少し離れたところで眺めている伊武はブツブツと何事かと呟いてる。

「…乾さんとマムシ君が出来てて、バカ君は乾さんが好き。杏ちゃんはバカ君が好きで、神尾君は杏ちゃんが好き…要するに…ああ、ややこしい…」

音声拡大でお送りしました。
伊武がブツブツと言っている間に、混戦状態は最高潮に達していた。

「ふぅ…そうだな…桃城か神尾…それは杏が決めればいいだろう。でだ、振られたほうが海堂と付き合う」
「ああ!何でそこで俺が出るんだ?俺は乾先輩一筋だって言ってんだろ!」
「ああ、俺はどっちもやだぜ。
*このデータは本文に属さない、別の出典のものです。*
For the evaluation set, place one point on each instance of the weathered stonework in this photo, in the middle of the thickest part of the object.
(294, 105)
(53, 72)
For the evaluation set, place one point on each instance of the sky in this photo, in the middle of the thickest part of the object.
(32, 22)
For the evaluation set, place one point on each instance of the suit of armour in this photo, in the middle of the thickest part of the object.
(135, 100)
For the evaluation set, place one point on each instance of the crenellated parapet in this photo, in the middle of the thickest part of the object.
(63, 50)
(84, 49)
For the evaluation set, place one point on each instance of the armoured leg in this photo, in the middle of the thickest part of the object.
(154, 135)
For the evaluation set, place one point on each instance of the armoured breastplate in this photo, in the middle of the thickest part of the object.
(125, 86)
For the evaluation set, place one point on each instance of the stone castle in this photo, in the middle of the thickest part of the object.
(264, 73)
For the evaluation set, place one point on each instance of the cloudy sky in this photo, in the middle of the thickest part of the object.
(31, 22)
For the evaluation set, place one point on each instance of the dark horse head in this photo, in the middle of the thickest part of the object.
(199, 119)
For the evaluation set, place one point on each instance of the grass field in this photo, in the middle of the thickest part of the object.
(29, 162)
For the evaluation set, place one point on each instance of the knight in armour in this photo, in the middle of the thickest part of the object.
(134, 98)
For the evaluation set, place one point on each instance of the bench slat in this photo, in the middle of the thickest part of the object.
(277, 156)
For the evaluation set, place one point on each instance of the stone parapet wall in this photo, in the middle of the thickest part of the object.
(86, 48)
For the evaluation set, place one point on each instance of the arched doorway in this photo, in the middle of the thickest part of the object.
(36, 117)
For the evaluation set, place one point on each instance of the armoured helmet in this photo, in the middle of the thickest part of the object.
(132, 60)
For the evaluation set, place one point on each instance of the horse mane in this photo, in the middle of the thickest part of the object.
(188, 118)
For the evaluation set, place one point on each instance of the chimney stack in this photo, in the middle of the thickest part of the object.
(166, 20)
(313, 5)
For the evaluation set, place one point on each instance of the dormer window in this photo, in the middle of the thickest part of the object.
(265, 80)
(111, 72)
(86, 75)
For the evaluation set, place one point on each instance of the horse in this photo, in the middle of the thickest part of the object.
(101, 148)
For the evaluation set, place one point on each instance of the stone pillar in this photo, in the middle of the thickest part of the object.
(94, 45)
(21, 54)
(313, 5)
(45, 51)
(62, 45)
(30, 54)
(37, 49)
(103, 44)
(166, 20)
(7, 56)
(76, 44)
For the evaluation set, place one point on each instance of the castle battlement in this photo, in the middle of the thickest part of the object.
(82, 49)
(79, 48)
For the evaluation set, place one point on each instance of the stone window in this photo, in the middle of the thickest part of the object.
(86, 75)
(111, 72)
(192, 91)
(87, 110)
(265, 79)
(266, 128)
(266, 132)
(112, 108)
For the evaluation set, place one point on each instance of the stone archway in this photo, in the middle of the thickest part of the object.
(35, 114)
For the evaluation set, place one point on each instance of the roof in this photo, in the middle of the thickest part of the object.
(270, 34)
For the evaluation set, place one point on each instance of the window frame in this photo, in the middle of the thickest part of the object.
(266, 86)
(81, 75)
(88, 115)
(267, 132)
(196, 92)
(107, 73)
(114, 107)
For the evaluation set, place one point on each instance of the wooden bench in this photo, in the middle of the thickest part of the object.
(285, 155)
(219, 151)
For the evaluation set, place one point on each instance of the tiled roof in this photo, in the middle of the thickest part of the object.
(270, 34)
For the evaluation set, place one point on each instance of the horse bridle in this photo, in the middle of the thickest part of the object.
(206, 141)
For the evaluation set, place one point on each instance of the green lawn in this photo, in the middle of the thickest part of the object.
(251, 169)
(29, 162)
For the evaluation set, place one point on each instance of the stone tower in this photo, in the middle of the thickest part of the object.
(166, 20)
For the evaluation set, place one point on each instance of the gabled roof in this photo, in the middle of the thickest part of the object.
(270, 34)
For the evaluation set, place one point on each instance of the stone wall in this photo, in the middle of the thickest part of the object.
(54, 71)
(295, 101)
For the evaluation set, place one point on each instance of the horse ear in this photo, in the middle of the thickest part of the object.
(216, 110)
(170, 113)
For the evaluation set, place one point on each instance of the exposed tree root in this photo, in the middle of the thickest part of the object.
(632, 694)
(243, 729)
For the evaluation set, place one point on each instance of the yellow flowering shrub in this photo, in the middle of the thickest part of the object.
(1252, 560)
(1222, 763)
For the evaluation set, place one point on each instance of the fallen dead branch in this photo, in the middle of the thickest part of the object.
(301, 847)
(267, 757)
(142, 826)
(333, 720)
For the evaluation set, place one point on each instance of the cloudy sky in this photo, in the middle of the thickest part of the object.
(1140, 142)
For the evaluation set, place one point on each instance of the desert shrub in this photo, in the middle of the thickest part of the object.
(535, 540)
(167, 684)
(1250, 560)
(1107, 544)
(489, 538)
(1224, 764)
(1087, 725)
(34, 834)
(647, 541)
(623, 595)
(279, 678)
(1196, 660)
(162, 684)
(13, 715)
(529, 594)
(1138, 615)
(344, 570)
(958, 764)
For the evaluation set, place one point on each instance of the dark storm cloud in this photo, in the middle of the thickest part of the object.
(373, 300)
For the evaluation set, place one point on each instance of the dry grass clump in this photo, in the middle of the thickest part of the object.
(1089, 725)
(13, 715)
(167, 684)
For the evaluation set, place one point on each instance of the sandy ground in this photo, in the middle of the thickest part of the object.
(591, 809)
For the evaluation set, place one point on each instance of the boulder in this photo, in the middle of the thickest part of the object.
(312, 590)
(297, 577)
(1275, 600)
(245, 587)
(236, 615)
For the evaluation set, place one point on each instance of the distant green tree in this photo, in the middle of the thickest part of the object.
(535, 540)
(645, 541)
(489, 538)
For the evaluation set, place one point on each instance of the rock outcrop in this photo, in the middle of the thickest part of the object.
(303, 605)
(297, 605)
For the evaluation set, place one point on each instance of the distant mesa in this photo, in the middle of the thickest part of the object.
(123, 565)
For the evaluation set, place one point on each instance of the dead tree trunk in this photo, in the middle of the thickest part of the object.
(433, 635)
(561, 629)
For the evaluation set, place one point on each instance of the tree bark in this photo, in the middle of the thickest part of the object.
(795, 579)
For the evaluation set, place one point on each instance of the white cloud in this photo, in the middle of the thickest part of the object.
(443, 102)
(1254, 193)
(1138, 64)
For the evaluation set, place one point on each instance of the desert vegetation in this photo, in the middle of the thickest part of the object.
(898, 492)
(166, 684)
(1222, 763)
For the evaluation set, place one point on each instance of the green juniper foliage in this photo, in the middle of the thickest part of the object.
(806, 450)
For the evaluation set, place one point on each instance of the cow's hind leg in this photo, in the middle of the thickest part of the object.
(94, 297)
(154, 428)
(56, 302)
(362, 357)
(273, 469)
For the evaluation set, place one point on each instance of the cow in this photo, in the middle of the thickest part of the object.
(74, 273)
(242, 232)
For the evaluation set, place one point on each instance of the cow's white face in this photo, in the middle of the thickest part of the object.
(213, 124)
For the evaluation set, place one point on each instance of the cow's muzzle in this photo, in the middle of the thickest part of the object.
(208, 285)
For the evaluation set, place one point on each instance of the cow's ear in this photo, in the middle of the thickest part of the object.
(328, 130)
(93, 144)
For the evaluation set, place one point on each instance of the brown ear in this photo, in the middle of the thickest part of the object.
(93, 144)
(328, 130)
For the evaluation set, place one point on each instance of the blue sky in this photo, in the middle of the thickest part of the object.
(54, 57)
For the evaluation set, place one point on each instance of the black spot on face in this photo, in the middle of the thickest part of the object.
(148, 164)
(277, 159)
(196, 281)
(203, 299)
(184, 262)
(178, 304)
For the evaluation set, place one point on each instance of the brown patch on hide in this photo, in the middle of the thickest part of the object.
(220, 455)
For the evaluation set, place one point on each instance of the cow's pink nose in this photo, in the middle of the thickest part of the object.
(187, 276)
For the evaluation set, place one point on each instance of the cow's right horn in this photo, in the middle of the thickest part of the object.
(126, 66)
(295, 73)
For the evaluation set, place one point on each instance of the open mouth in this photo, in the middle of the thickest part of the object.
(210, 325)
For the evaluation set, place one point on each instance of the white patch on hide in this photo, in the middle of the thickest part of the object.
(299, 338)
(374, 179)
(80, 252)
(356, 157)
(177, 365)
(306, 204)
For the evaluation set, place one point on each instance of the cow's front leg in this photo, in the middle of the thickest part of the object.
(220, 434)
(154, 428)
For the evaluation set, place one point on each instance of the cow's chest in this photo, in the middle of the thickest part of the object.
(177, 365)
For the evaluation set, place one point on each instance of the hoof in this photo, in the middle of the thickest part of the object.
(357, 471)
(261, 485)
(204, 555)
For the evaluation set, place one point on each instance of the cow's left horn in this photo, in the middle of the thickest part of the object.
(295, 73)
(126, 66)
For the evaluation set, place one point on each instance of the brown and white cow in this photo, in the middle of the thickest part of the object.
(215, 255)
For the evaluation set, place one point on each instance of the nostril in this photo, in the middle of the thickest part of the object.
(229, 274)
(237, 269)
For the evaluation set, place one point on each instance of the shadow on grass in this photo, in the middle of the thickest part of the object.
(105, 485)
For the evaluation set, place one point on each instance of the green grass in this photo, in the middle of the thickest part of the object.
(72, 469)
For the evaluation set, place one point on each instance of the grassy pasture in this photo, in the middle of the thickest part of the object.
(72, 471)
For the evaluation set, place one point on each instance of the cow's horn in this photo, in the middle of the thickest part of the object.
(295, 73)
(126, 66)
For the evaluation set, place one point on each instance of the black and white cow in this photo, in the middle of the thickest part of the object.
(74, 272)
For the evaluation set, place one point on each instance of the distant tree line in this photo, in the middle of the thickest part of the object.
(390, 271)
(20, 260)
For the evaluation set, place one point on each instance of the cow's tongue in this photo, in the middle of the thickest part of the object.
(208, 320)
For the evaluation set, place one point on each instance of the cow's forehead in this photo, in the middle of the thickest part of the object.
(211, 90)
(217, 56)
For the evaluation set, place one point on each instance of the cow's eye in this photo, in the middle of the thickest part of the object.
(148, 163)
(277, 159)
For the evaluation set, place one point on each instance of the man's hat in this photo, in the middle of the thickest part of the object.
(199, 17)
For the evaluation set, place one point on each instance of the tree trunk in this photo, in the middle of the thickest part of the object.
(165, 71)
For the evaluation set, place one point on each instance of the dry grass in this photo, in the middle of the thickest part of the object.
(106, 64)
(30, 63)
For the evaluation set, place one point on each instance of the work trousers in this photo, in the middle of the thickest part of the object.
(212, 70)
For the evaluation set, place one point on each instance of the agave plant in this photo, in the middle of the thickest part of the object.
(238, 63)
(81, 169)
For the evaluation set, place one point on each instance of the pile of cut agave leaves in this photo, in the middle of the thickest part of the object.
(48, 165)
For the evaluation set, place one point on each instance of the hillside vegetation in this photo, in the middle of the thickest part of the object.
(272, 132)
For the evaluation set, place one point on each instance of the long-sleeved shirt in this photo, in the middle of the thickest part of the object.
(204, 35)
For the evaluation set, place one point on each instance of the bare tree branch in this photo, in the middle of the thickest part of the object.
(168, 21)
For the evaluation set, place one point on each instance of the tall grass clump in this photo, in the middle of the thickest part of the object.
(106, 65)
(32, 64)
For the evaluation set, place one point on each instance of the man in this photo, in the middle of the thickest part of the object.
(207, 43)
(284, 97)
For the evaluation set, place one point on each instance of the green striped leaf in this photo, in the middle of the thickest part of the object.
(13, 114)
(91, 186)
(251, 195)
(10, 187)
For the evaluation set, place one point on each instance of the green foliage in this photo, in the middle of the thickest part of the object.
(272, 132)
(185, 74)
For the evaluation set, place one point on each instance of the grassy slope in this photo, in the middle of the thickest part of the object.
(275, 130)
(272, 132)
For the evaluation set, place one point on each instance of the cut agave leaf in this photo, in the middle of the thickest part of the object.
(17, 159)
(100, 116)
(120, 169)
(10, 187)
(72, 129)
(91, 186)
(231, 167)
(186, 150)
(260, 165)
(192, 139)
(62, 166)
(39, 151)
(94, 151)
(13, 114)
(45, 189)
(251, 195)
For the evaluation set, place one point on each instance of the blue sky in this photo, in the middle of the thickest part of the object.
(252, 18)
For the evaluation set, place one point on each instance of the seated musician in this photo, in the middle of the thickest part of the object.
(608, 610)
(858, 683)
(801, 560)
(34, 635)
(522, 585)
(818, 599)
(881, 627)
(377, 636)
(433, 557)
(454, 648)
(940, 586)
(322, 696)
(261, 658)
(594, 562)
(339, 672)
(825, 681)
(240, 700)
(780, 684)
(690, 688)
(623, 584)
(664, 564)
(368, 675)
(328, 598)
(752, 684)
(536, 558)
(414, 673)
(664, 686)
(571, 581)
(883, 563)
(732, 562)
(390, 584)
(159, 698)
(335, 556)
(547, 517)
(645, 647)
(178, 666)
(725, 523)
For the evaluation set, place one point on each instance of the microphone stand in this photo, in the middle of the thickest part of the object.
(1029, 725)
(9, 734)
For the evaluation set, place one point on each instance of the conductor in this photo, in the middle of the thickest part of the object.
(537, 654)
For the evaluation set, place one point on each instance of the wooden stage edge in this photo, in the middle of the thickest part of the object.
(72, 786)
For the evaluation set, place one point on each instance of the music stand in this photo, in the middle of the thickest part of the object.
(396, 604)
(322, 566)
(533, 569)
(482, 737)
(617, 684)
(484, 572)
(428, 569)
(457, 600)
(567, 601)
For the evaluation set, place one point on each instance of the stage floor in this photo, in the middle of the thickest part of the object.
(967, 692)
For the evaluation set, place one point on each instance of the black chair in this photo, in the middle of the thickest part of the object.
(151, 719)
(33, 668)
俺にはマイスイー…ふがっ!」
「橘さん、杏ちゃんが選ぶってのはいいですけど、何で海堂が出るんっすか?」
「お兄ちゃん…自分の欲望のために妹を売り物にしないでよ…」
「でだ、乾は俺と付き合う」
「ふざけんな、大仏!」
「はぁ?橘、俺男だぞ?」
「そうくるか、それなら橘さんじゃなくて、俺とでもいいんじゃないかな?」
「大体だな、振られたほうは責任持って兄貴のてめぇが面倒みてやりゃいいだろう」
「嫌だ。この中で付き合うなら乾がいい」
「あのな…俺の意見っていうのを…」
「「乾先輩は俺のだ!」」
「あ?何ふざけたこと抜かすんだ、バカ桃」
「てめぇこそ、いつもいつも我が物顔すんじゃねぇよ、マムシ」
「「やんのか、コラァ」」
「…帰ろう…」
「乾さん、杏とデートしよ?」
「…そうだな。一番、無難な相手だな」

疲れたように混戦を極めた中から出てきた乾。
乾と同時に抜け出してきた杏の額には青筋がピクピクしている。

「乾!杏!」
「乾先輩!」
「マイスイー…いい加減に蹴るな!」
「杏ちゃん!」

乾も杏の怒りがわかり、叫ぶ五人を置いて、二人でストリートを後にした。